Just read the last post on my blog. I sound a right moaning old bat!! { which I am not}. I must have been having a bad day and feeling sorry for myself.

 I was talking to my hubby the other day and he mentioned in conversation that  his workmates knew about our IVA. I was horrified. I thought only his family knew and thats because he wanted to tell them, I didnt.I wasnt happy about people I didnt know knowing about our finances. He said that he didnt see the point of hiding it as it was a fact of our lives now, this from the man who doesnt like talking about private things to anybody normally. Fair enough I said but I wanted as few people as possible to know about it. Its not that I am ashamed about the IVA, just embarrassed that we got into such a mess in the first place and couldnt get out of it any other way. But saying that I am very proud that we faced up to our difficulties and are trying to pay some back, rather than just lying to ourselves,  borrowing more and getting deeper and deeper. This is what we had been doing for years and burying our heads in the sand.

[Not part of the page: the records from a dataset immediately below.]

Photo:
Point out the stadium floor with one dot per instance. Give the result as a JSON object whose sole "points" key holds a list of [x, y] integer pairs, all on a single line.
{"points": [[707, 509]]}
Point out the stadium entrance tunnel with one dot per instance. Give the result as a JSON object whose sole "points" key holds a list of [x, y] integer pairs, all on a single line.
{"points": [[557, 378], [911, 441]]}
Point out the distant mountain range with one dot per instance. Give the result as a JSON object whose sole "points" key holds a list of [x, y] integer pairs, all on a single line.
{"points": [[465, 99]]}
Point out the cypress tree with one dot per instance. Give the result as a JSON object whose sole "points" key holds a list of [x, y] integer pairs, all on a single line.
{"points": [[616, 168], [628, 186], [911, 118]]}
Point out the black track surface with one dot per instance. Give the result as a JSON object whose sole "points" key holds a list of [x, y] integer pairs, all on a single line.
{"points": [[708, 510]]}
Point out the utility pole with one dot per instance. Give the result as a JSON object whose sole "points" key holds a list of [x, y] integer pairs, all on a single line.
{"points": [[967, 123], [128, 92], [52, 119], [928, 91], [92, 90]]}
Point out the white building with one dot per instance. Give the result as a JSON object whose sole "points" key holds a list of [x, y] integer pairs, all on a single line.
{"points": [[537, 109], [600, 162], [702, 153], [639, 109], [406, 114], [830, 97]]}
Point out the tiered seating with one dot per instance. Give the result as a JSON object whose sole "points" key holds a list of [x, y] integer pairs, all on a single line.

Then somebody posted on the forum that a TV programme had announced about the insolvency register and that you could check it- hell thats all I need, I just hope that none of my workmates are nosy b***ers, I would hate for them to know about us. Though by the end of the 5 years I might be past caring what people think.

part 3

November 22nd, 2008 by cj01

I am really fed up at the moment. i know its not meant to be easy but sometimes you think everything is against you. I phoned my supervisors dept yesterday as i had got some backpay from my yearly increment rise and my £60 tax rebate in September. They told me i would have to send my wageslips in and they would decide if i had to pay it into my Iva or i could keep it. I know i should be happy to pay what i can to my iva bit it is nearly christmas and i have 3 birthdays to pay for as well, one being a 21st. sometimes i wish things would go my way for a change. I went to town t buy my daughters birthday present on Thursday, sometimes what i would give to be able to treat everybody now and again. On a lighter note though everything i bought was paid for cash and i had saved for it. M&S had a 20% off sale but i couldnt buy anything. Sorry but i am really feeling sorry for myself at the moment.I know things are better since my IVA i can only spend what i have  in the bank and when you get a bit extra it seems to get taken away from you. sorryfor the moan, it must be the time of year. I have a lot to be grateful for really, a loving family and we get by just about. I know things would be a lot worse if we didnt have an IVA especially in the economic climate at the moment.  But then again we are all entitled to get fed up now and again as im sure everybody on this forum will experience, but we will all  get through it with the help of our forum friends.